First, you really have two variants of one thing:
T x = { 1, 2, 3 };
T x{1, 2, 3};
These two are really doing the same initialization with the exception that the first is invalid if it selects an explicit constructor. Otherwise they are identical. The first is called "copy list-initialization" and the second is "direct list-initialization".
The concept is that the form with the = is assigning a "compound value" - a value consisting of 3 ints. And it initializes x with that value. For such an initialization, only non- explicit constructors should be allowed. The concept for x{1, 2, 3} (without an equal sign) is that you initialize the variable with 3 values - conceptually not a compound value, but 3 separate values that you happen to give all at once. You could say it's a "constructor call" in the most general sense of that term.
The other initialization you showed is really something completely different from the above two:
T x({1, 2, 3});
It only calls the constuctors of T with {1, 2, 3} as an argument. It doesn't do any of the fancy things, like initializing an array if T is an array or initializing struct members if T is an aggregate struct/class.

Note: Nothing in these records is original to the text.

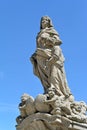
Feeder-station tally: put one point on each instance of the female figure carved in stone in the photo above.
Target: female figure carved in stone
(48, 59)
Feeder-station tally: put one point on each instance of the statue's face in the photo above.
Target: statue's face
(45, 23)
(23, 98)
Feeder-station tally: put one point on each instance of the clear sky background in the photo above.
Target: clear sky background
(19, 25)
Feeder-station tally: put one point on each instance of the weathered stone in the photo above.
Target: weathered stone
(56, 109)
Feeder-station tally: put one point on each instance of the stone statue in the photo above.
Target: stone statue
(48, 60)
(56, 108)
(26, 107)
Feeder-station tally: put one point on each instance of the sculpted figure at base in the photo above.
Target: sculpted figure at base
(48, 60)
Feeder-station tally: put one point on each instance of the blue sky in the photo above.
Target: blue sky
(19, 25)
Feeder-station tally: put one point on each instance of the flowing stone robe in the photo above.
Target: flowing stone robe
(48, 62)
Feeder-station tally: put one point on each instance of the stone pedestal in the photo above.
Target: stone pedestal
(43, 121)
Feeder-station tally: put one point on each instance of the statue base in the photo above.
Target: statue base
(44, 121)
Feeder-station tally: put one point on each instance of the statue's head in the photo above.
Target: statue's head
(45, 22)
(24, 97)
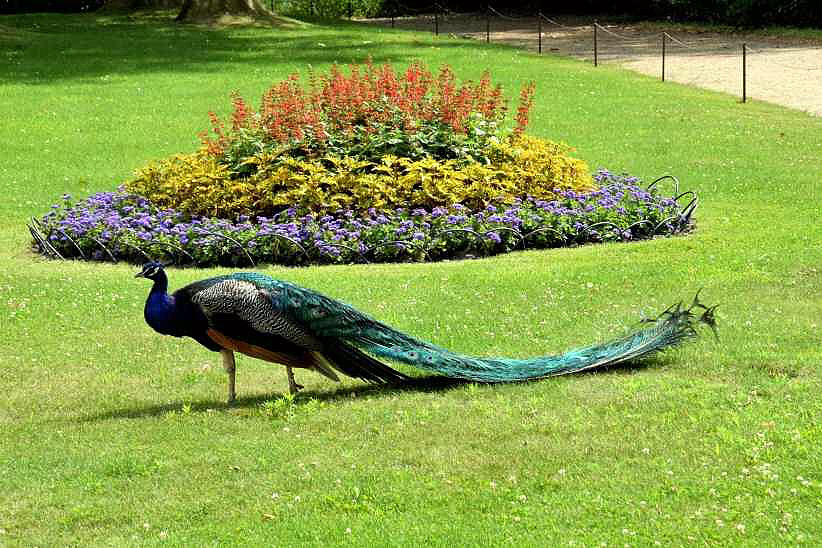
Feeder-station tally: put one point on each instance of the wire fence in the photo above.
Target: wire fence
(678, 56)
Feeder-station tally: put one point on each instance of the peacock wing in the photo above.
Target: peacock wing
(242, 310)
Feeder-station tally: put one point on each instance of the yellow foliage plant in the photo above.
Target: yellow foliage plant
(519, 165)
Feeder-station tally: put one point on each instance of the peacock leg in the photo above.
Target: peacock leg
(293, 387)
(230, 367)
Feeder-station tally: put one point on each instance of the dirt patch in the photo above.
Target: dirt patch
(778, 70)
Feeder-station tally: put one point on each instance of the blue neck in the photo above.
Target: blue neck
(159, 310)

If T is not a class, that declaration is not valid. But if T happens to have a copy or move constructor, then it can in turn use that constructor to construct a temporary T by copy list-initialization and bind the copy/move constructor reference parameter to that temporary. I believe you will not need that form often in real code.
All this is recorded in the committee proposal papers for initializer lists. In this case, you want to have a look at Initializer Lists — Alternative Mechanism and Rationale, at section "A programmer's view of initialization kinds":
We have observed that expert programmers who are aware of a difference between copy-
initialization and direct-initialization frequently erroneously think that the former is less efficient than the latter. (In practice, when both initializations make sense, they are equally efficient.)
We find, in contrast, that it is more useful to think about these things in different terms:
- constructing by calling a constructor (a "ctor-call")
- constructing by transferring a value (a "conversion")
(As it happens, the former corresponds to "direct-initialization", and the latter to "copy-
initialization", but the standard's terms don't help the programmer.)
Later on, they find
Note that since we treat the { ... } in
X x = { ... };
as a single value, it is not equivalent to
X x{ ... };
where the { ... } is an argument list for the constructor call (we emphasize it because it is unlike N2531).
The rules as laid out in the C++0x FDIS are slightly different than presented in that paper, but the rationale presented in that paper is kept and implemented in the C++0x FDIS.